I am reluctant to do that because I can’t imagine that both Ancestry and 23andMe could be wrong. 

I trust the results. Two DNA companies of such reputation can't possibly be wrong.

The family has assured me there is no NPE in the family that would affect these test results. They would not be lying to me. They so badly want me to be one of them. They aren't afraid of family secrets and would do anything to get to the bottom of this. 

They rejoiced at my entrance into their lives, and they embraced me. 

At the Christmas holidays I received texts with photos of them at their family gatherings saying they were thinking of me. They are Christians as I am, and on Christmas morning they were in church just like I was. They texted afterwards to say that during church the pastor told everyone to get in little circles and hold hands and before they prayed share something each of them were thankful for. They said, "We shared that we are thankful for you." They couldn’t wait til’ my first visit…and for us to share many more things. They were planning a visit to Tampa to see me the first week of March.  Every one of them accepted me from the youngest to oldest family members. It seemed a match made in heaven. 

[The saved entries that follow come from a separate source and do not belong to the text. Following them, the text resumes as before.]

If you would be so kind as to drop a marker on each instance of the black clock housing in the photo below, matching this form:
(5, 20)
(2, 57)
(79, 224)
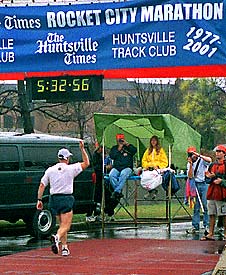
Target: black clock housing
(66, 88)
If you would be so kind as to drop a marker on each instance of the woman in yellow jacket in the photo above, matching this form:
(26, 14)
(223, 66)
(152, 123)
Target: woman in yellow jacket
(154, 158)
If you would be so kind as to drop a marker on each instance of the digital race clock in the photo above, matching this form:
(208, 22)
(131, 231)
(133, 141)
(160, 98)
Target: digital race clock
(66, 88)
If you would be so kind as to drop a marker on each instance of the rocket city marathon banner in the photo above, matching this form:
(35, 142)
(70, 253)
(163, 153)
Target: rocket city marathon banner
(130, 39)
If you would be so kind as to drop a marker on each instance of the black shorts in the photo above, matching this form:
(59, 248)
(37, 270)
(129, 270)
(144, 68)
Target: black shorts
(61, 204)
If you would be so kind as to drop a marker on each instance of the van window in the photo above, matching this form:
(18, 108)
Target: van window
(37, 157)
(9, 160)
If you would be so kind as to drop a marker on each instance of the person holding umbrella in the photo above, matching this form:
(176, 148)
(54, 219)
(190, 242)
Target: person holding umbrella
(196, 167)
(216, 194)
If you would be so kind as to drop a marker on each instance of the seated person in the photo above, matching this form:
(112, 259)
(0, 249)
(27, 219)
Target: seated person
(154, 158)
(122, 156)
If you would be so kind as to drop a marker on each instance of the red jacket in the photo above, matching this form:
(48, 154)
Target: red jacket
(217, 191)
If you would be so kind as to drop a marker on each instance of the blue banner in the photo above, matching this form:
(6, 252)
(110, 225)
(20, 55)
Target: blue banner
(107, 36)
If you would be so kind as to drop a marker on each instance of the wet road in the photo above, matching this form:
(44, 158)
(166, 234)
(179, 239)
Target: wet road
(19, 240)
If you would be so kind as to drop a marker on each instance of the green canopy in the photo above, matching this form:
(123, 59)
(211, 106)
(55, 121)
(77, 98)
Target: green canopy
(138, 130)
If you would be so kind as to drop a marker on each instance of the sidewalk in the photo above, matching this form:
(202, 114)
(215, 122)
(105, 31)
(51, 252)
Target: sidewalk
(117, 257)
(124, 250)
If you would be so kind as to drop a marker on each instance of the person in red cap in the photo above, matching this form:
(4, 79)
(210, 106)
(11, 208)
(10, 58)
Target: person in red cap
(196, 167)
(122, 156)
(216, 194)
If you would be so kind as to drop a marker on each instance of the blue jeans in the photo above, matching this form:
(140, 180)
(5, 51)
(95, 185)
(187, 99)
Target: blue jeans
(202, 189)
(118, 179)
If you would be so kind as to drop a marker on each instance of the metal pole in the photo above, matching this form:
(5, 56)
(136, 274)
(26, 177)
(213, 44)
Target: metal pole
(103, 189)
(169, 193)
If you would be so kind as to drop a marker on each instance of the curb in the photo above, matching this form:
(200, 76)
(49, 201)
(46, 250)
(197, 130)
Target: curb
(220, 268)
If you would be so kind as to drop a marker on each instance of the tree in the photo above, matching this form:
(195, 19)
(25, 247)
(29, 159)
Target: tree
(156, 98)
(204, 107)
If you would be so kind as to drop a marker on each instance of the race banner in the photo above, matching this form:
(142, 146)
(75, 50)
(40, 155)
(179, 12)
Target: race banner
(126, 39)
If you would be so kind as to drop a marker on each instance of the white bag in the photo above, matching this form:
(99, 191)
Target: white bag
(150, 179)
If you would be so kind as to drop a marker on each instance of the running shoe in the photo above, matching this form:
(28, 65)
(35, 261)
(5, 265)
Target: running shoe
(65, 252)
(55, 244)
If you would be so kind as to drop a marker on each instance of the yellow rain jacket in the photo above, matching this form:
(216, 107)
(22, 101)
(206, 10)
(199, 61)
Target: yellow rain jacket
(154, 160)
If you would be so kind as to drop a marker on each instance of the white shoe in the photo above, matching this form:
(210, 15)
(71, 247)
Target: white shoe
(55, 244)
(65, 252)
(192, 231)
(90, 219)
(98, 218)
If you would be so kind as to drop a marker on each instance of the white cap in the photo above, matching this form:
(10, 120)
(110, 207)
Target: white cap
(64, 154)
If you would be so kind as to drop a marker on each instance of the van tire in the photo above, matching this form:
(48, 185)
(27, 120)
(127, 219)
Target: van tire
(44, 224)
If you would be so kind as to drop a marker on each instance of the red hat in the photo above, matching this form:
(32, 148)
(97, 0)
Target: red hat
(118, 136)
(220, 147)
(191, 149)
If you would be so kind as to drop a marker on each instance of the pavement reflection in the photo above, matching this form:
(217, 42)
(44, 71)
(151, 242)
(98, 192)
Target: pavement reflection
(19, 240)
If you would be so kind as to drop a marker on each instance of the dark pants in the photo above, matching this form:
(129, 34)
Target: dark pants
(110, 203)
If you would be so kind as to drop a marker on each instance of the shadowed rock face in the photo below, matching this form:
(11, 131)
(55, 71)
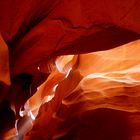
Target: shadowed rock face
(69, 70)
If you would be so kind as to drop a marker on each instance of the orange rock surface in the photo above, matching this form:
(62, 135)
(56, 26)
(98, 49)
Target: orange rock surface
(69, 70)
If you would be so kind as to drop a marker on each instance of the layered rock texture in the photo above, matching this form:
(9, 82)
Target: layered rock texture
(69, 70)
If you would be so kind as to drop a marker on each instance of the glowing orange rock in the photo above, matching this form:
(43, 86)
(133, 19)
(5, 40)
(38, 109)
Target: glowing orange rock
(97, 101)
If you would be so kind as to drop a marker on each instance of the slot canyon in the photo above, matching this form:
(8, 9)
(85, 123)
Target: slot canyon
(69, 70)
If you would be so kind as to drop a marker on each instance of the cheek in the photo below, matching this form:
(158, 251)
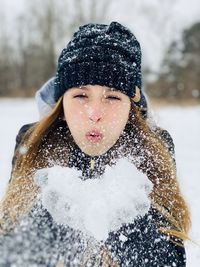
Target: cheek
(118, 117)
(74, 115)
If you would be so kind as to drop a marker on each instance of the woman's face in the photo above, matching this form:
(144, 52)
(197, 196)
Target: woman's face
(96, 116)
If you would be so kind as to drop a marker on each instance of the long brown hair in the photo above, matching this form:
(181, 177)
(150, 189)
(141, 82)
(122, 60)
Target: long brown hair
(149, 154)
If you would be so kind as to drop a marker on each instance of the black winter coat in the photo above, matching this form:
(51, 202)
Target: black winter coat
(39, 241)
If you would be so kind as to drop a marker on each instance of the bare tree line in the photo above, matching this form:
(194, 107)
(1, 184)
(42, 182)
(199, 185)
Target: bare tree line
(29, 51)
(28, 59)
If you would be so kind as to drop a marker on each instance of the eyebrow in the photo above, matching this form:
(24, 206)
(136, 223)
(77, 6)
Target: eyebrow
(107, 88)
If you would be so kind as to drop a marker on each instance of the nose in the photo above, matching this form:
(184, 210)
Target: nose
(95, 113)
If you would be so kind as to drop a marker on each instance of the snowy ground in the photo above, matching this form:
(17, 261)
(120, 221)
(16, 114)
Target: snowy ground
(182, 123)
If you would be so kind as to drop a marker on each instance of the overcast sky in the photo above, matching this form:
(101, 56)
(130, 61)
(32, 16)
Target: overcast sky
(153, 36)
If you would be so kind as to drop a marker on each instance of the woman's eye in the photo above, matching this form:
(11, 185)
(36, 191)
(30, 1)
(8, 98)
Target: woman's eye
(81, 96)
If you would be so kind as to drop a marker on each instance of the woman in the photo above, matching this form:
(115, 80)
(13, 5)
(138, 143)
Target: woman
(98, 118)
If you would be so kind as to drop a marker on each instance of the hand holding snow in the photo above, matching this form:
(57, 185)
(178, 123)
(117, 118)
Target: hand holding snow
(95, 206)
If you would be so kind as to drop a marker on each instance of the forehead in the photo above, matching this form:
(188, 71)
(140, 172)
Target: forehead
(95, 88)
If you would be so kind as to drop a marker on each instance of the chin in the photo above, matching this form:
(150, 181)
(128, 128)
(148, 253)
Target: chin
(94, 152)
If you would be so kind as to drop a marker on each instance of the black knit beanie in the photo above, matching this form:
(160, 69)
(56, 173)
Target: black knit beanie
(98, 54)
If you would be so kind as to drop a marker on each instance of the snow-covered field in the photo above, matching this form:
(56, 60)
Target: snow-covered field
(182, 123)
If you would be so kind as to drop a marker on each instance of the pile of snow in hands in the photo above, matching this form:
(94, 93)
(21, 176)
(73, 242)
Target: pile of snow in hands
(95, 206)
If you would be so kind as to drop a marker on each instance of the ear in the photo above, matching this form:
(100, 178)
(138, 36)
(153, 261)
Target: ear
(137, 96)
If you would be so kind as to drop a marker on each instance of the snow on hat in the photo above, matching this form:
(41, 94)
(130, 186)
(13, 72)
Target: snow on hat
(98, 54)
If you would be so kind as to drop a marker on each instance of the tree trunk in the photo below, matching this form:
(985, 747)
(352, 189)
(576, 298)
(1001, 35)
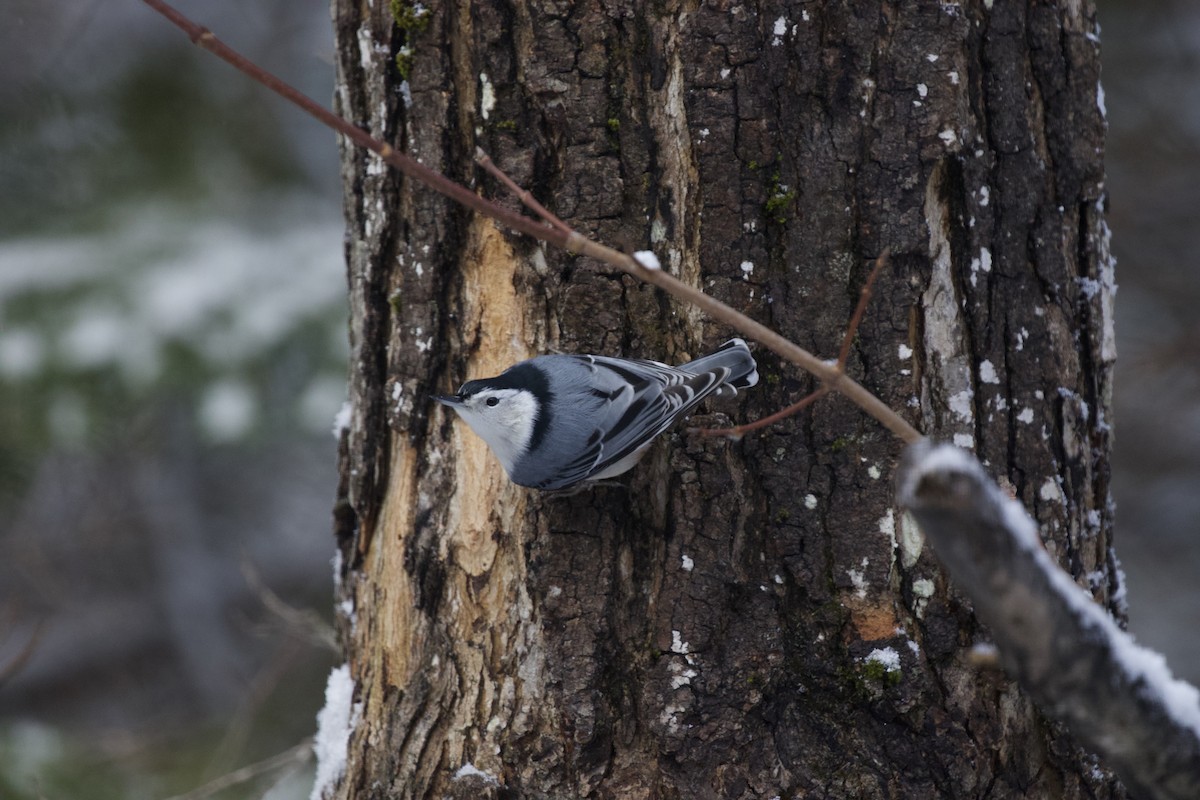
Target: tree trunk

But ultimately we were not a match, although were brought together in life for some reason. And we still keep in touch. (And they continue to want me to test more. I am still thinking about it.)

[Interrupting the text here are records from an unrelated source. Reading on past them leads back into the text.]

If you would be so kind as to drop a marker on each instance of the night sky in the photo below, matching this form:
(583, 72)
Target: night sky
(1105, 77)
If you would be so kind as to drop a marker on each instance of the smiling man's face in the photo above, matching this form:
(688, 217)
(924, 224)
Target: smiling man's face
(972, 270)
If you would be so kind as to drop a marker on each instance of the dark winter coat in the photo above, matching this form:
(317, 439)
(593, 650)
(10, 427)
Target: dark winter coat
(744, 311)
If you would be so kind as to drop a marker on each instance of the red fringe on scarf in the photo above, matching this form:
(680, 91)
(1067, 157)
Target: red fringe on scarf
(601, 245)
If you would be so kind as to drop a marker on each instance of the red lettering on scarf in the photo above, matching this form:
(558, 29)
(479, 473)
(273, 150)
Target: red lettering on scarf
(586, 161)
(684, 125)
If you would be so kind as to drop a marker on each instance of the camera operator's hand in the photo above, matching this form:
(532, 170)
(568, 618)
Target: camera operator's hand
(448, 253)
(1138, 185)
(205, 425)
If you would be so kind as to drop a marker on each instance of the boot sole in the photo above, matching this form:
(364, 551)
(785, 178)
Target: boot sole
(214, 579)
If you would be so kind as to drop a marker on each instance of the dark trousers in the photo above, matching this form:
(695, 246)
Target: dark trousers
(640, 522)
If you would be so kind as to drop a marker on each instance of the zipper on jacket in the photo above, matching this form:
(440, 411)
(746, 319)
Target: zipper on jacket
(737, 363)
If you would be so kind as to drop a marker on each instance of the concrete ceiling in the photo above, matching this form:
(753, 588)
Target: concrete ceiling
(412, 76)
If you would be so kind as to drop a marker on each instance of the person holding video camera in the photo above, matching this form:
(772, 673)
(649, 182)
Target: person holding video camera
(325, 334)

One thing we do know…my mother had a relationship with this man. He is the man listed in my adoption agency file. He worked with my mother at the drug store in Richmond, VA.

It seems maybe this (multiple men) was what she didn’t want to tell me about. There was more than one man, possibly even in the same month.  So somewhere in all this mix there is a Greek man. My DNA tests also indicate Balkan heritage. Specifically it points to the area of Tripolis and the Peloponnese area. 

He’s out there.

I just don’t know who he is.


When I first got the results, I wanted to stop searching. It hurt so much. And it all gets too overwhelming at times to deal with anymore.  

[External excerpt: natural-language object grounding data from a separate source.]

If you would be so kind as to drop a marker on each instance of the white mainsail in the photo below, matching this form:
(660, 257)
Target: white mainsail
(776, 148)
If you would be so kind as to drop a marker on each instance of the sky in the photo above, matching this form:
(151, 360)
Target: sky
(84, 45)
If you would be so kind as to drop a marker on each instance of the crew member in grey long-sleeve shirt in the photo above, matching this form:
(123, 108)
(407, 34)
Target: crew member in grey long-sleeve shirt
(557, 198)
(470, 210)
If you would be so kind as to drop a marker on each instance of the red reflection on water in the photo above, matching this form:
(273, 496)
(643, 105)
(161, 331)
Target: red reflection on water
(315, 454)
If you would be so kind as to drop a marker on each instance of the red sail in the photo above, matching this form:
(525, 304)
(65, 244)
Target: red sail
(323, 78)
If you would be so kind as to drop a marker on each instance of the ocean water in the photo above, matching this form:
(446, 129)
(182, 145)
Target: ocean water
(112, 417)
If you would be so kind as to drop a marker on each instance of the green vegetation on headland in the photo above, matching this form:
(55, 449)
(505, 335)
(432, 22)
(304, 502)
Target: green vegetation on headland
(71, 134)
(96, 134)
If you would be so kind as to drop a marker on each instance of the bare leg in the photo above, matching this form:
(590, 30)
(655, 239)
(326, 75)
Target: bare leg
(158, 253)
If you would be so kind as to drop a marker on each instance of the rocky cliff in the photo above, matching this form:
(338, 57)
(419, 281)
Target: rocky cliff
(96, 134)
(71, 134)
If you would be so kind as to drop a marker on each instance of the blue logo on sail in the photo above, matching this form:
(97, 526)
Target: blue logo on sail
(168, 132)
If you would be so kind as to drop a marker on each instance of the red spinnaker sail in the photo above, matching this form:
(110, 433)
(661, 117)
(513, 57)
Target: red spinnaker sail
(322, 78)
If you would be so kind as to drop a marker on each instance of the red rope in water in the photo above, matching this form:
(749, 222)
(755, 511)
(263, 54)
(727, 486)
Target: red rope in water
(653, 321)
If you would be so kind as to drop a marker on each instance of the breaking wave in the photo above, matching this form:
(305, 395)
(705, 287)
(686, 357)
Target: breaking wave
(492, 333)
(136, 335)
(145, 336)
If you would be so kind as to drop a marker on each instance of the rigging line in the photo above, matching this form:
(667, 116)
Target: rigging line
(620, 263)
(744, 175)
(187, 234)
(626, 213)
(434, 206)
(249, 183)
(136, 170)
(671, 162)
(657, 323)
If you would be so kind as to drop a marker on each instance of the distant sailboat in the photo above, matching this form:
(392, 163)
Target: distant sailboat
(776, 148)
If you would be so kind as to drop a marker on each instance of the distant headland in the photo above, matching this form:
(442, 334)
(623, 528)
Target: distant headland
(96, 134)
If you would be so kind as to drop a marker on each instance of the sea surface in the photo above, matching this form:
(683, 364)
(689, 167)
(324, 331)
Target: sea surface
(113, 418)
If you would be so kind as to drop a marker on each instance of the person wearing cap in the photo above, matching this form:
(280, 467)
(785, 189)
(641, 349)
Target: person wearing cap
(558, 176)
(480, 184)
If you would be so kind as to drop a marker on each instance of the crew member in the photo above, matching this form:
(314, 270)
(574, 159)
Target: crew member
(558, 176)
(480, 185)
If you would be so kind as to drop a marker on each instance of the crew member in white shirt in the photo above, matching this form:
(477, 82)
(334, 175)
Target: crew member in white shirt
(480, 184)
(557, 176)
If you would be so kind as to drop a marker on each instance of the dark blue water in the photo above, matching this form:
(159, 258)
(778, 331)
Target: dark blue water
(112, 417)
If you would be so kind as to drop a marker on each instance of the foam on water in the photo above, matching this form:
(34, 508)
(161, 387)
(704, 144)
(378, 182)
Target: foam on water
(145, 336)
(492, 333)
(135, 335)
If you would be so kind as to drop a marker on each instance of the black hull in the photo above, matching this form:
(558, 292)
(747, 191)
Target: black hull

My sister and her husband were visiting at the time I got the results. I excused myself for about an hour and went into my room to cry alone. While I was in there, my niece Lexi and my sister Kim headed off to Publix. They got a Marie Callender's Razzleberry Pie for me because Lex knows it's my favorite. They started baking it and when I came out of the room, gave me a slice because they knew it would cheer me up. (Food always does. I've used it like a drug since I was born.) I was depressed a lot the first few days after getting results and ate all the things that usually help me feel better, at first. Now I'm back on a plan and exercising and trying to get it under control.

 My resolve to quit searching was short lived, as my husband said it would be. On the first day I said, “I quit!” but my friend Gayle told me she wouldn’t give up no matter what. Gayle rocks.

One thing that this situation shows me is that a lot of people can want you but it doesn’t stop you from wanting to know the truth. 

My husband and children want me.
My adoptive family wants me. 
My friends want me. 
This family I thought was my paternal family wants me…and still does. 

And all of that means the world. But I still want to know the truth.

 I want to know who He is. 

I want to know where I originally came from. 

And that doesn’t mean the love of all these other people means any less. 

It just means that my heart longs to know. 

Recently a friend said to me, “Maybe God doesn’t want you to know.” 

Is that how God works?

Would we say to a friend whose legs were amputated, “Maybe God doesn't want you to have legs?"

Surely not. 

But people say this kind of thing all the time related to adoption.

Even good friends.

Because they just don't know.

Adoption is in a category all it's own, a world all it's own that many people even in it don't understand.

But back to my question...

Does God work like that? 

Does He not want some people to know who their original parents are?  

It’s a question I ask myself often.  

And I also ask Him..."God, do you really not want me to know?"